Introducing our IU Faculty: Wan-Ning Bao (Sociology, IUPUI)

Head shot of Wan-Ning BaoMy name is Wan-Ning Bao, and I am an associate professor in the Department of Sociology at Indiana University-Purdue University Indianapolis (IUPUI). I started teaching at IUPUI in the fall of 1999. My teaching and research specialty is criminology, and I teach courses such as Crime and Society, Control of Crime, and Victimology. I also teach Introduction to Sociology every semester. I have incorporated a service learning component in my criminology classes since 2002 and developed SOC R495 Sociological Study of China, a summer study abroad program at Sun Yat-Sen University in Guangzhou, China.

My research project focuses on testing Western criminological theories in China. More specifically, I use Robert Agnew’s General Strain Theory (GST) as a theoretical framework to study how China’s drastic social changes have increased the amount of strain in young people’s lives, which has resulted in the rising rate of juvenile delinquency. Since 2002, I have made two research trips to China, traveling to different cities and collecting both quantitative and qualitative data on middle- and high-school students.
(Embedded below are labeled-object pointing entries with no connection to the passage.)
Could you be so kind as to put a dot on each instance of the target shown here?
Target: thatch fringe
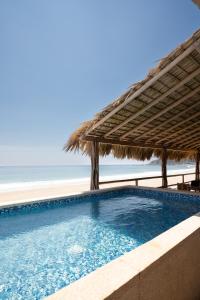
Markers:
(75, 143)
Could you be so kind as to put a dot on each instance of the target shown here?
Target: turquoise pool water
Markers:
(47, 246)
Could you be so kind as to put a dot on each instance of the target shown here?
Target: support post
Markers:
(94, 182)
(197, 177)
(164, 168)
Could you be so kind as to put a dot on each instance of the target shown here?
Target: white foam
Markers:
(22, 186)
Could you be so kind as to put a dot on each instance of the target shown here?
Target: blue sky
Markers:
(64, 60)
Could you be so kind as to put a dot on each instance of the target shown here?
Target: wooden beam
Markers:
(154, 102)
(174, 134)
(145, 86)
(94, 182)
(164, 167)
(160, 113)
(189, 140)
(131, 144)
(191, 143)
(164, 123)
(197, 165)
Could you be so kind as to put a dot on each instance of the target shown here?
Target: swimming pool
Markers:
(46, 246)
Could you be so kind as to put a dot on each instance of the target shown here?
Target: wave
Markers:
(29, 185)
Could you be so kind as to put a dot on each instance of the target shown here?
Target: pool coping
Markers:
(128, 267)
(85, 193)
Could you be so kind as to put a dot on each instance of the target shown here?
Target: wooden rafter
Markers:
(161, 112)
(173, 135)
(152, 103)
(144, 87)
(174, 117)
(182, 137)
(164, 132)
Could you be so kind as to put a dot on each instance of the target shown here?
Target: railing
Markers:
(136, 180)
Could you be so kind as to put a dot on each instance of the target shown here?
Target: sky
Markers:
(61, 61)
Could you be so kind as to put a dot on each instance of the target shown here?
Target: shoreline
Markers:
(27, 185)
(65, 189)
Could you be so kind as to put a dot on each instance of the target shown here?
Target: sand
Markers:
(53, 191)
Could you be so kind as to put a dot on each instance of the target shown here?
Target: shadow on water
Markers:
(139, 218)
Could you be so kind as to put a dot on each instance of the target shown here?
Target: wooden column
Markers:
(94, 182)
(197, 177)
(164, 167)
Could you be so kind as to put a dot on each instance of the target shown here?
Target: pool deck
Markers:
(61, 190)
(166, 267)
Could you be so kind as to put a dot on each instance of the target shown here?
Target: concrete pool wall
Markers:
(165, 268)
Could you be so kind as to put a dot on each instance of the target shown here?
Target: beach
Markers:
(27, 192)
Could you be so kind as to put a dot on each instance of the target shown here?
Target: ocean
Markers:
(18, 177)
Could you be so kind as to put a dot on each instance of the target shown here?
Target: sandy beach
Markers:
(65, 189)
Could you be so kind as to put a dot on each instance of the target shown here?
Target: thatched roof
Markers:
(163, 110)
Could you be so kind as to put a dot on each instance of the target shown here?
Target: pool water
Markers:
(46, 247)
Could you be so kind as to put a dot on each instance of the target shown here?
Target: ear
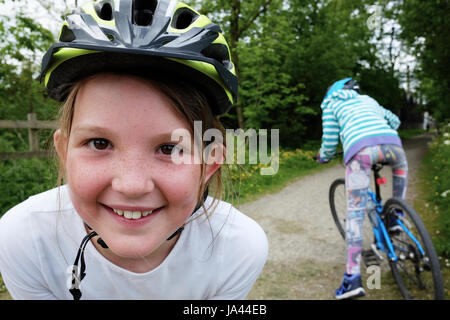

As the first application of GST to crime and delinquency in China, my research has provided empirical evidence for some of the major theoretical propositions in the theory and demonstrated the applicability of Western theories to the current situation in China. I presented findings from my research at conferences of the American Society of Criminology and published several papers in major American journals such as International Journal of Offender Therapy and Comparative Criminology and Sociological Focus. I also published chapters in Contemporary Readings in Criminology (Gennifer Furst, ed.) published by Sage Publications in 2008 and Social Science Book Series: Western Criminology (Liqun Cao and Xin Ren, eds.) published by Renmin University Press in 2008.